Nach Ablauf von drei Jahren würde das Verkehrsministerium die Sicherheitsstatistiken der 18- bis 20-jährigen Fahrer, die an dem Programm teilgenommen haben, auswerten und die Ergebnisse mit den Sicherheitsstatistiken gleichaltriger Kinder vergleichen, die keine Lkw-Fahrer waren.
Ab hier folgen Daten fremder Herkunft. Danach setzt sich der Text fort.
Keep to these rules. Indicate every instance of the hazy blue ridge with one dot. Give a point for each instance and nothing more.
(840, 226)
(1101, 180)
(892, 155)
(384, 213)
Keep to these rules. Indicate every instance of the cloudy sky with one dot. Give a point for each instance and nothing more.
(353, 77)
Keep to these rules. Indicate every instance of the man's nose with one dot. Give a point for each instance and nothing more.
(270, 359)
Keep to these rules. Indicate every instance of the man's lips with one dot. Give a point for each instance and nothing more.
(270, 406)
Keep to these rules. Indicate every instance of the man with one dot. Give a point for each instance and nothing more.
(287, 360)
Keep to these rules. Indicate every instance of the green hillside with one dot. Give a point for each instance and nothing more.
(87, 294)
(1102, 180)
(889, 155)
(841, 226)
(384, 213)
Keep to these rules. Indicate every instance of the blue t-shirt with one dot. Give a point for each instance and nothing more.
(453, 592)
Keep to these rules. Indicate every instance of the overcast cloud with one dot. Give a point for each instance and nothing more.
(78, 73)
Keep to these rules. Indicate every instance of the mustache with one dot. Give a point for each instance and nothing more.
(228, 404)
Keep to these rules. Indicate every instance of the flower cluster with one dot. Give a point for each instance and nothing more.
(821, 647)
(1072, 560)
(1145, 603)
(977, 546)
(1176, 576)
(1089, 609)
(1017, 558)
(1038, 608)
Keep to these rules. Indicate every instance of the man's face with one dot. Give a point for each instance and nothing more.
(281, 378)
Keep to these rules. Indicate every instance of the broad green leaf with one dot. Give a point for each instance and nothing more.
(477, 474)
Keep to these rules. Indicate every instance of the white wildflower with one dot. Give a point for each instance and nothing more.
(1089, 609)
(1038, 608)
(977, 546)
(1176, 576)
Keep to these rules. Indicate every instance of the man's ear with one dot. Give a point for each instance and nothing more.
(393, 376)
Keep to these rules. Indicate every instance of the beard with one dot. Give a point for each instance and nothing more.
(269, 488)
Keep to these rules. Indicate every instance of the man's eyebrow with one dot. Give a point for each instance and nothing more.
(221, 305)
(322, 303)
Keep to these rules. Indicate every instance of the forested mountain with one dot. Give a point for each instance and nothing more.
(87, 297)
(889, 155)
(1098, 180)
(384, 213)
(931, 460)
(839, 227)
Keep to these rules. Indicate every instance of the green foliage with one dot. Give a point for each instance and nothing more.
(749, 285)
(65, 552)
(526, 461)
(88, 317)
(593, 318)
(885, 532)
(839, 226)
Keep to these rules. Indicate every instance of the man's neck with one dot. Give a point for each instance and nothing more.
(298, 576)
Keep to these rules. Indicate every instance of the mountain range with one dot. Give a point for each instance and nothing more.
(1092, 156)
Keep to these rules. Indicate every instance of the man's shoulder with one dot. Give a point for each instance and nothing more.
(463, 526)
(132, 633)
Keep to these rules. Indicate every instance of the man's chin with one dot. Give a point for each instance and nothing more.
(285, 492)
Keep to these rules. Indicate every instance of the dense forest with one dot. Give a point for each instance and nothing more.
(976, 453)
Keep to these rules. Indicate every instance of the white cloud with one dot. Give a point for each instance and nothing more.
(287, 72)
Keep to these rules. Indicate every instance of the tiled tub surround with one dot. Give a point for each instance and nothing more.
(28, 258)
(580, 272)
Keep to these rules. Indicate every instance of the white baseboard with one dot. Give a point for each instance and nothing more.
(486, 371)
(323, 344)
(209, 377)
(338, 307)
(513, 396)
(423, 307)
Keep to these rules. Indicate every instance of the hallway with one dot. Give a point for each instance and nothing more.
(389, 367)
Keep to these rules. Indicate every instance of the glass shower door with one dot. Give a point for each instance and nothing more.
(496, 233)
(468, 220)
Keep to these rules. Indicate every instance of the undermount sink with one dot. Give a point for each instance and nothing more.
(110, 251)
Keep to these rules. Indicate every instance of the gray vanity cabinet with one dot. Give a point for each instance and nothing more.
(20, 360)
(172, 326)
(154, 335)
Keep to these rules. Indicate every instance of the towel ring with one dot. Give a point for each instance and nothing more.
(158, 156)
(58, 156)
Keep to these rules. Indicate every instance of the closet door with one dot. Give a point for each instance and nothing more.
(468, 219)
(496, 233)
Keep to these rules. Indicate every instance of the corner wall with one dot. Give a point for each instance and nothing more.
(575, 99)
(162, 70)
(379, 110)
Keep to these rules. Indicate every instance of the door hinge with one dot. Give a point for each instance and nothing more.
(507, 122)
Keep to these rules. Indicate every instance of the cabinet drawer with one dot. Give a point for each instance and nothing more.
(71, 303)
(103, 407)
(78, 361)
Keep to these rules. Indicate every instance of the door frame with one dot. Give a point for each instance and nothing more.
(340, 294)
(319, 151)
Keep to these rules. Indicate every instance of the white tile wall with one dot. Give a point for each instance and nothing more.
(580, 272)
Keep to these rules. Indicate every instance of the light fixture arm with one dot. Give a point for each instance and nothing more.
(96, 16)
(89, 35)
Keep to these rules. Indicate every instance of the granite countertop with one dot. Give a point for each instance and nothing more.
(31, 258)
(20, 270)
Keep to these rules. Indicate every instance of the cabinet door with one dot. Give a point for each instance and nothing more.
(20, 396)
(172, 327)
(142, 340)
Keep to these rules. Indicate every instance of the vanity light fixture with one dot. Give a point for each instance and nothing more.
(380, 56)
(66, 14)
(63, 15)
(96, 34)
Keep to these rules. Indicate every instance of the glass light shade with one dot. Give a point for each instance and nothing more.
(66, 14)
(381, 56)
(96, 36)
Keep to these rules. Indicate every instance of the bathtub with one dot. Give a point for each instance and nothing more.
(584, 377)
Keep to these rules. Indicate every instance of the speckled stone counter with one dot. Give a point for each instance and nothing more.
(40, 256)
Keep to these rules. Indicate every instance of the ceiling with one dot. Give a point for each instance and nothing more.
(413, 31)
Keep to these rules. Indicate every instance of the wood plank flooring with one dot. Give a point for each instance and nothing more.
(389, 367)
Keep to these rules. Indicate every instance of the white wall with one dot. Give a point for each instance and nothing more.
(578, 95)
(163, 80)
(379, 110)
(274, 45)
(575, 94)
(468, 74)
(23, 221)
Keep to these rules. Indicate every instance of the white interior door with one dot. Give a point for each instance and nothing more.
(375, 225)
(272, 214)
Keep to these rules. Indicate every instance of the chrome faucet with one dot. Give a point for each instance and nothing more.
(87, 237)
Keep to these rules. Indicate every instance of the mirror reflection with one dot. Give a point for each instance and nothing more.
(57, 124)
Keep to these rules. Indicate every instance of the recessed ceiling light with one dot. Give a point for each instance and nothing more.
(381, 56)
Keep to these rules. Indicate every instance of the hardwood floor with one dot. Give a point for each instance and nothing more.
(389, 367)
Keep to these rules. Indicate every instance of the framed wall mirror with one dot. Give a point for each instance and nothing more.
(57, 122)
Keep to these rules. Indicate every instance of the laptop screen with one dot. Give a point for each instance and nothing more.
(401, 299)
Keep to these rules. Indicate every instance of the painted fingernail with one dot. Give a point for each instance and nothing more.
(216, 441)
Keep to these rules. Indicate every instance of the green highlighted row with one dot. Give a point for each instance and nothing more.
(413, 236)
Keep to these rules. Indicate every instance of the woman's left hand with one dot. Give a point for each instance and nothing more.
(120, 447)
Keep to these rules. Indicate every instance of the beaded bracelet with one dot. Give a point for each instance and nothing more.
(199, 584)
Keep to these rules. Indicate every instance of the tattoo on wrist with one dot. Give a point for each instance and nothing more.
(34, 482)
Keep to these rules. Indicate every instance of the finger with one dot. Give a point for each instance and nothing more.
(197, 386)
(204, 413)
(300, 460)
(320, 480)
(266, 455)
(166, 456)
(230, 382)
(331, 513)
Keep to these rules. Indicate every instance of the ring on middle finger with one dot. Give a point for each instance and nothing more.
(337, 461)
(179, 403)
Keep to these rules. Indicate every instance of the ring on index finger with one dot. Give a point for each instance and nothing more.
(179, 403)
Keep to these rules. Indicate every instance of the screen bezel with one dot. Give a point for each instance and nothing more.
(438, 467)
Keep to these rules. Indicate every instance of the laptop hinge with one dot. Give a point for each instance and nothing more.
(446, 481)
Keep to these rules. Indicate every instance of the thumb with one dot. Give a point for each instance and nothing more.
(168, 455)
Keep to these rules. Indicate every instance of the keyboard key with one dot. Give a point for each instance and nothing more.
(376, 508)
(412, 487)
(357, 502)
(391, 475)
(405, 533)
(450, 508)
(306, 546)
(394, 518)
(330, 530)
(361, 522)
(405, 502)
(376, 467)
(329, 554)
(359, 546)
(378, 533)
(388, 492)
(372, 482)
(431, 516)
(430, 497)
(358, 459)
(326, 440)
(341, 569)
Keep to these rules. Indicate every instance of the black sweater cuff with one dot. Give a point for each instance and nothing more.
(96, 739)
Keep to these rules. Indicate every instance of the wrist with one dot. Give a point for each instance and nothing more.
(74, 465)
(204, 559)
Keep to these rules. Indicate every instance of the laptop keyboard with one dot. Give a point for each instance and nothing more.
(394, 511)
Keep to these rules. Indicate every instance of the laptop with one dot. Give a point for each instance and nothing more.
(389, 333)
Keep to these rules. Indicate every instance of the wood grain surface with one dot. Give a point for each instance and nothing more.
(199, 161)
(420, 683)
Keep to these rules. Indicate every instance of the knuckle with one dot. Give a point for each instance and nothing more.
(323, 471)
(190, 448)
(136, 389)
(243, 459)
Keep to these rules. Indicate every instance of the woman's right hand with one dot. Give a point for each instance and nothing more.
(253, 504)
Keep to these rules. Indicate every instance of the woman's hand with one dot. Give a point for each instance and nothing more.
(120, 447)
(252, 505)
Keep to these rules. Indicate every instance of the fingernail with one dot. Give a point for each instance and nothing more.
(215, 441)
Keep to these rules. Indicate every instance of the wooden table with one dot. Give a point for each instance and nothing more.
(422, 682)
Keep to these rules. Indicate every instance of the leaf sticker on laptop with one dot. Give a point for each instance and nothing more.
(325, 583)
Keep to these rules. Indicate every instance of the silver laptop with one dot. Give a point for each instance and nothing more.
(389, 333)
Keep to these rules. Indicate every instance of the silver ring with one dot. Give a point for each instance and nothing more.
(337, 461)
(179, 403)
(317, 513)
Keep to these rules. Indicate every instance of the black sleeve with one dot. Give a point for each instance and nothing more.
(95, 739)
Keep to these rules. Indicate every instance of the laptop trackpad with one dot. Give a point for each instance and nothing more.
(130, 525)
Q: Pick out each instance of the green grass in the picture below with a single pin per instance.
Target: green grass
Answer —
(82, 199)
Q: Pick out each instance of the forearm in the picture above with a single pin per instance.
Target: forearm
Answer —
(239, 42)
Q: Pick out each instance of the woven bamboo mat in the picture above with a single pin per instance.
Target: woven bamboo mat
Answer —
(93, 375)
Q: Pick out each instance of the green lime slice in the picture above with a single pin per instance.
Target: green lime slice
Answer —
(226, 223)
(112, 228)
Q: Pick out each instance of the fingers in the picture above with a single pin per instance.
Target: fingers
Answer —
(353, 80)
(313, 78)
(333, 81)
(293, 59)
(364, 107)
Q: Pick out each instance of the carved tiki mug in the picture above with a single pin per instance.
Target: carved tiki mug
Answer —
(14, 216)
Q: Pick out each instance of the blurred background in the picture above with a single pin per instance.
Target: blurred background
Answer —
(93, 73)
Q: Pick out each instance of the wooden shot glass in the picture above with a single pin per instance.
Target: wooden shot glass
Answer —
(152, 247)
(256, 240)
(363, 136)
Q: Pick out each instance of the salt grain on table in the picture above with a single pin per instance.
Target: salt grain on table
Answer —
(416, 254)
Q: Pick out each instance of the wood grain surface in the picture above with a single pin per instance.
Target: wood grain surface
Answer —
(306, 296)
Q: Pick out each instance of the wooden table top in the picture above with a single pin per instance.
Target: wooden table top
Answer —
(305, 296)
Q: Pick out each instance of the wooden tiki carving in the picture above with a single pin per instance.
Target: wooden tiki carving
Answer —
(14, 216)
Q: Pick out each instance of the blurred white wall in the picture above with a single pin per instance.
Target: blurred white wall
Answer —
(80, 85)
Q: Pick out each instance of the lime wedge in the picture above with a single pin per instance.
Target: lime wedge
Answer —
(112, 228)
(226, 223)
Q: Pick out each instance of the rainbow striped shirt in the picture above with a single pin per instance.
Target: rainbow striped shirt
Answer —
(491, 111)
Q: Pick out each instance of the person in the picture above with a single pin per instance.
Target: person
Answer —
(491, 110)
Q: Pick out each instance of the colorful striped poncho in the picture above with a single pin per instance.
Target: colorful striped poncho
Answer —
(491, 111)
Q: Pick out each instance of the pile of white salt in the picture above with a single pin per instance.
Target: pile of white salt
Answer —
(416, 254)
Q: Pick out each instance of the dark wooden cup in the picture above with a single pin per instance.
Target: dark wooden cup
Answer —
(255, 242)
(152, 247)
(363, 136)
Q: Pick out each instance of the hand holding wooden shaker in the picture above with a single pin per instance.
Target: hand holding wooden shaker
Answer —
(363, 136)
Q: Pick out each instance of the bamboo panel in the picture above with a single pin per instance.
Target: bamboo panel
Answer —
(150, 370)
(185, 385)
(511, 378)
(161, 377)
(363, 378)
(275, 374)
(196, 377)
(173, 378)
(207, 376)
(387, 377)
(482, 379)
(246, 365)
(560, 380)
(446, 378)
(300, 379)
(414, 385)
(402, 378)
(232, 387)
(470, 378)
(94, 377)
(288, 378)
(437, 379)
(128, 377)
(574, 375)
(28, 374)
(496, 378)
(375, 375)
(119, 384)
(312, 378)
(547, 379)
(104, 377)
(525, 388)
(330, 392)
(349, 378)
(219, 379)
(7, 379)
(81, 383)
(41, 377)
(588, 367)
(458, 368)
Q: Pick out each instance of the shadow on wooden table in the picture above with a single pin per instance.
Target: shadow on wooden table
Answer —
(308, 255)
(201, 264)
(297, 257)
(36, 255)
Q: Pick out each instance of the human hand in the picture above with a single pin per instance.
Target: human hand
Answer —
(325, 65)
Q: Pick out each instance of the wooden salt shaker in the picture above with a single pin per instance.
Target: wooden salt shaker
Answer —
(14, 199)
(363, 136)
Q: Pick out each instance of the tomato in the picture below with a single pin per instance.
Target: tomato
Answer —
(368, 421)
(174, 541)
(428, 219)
Das 2.700 Seiten umfassende Infrastrukturgesetz muss im Repräsentantenhaus abgestimmt und verabschiedet werden, bevor es eine Chance auf die Unterschrift von Präsident Biden hat, und es gibt noch so viele andere strittige Punkte in dem Gesetz, dass es noch ein gutes Stück von der Verabschiedung entfernt sein könnte. Der Abgeordnete Peter DeFazio aus Oregon, Vorsitzender des Verkehrs- und Infrastrukturausschusses des Repräsentantenhauses, bezeichnete den Gesetzentwurf des Senats als “Mist”, und die OOIDA trommelt immer noch, weil der Gesetzentwurf des Senats kein Geld für den Ausbau und die Einrichtung von Lkw-Parkplätzen

vorsieht, ein Problem, das schon jetzt schlimm ist und sich noch verschlimmern würde, wenn diese 70.000 Fahrerplätze jemals von 18-Jährigen oder anderen Personen besetzt würden.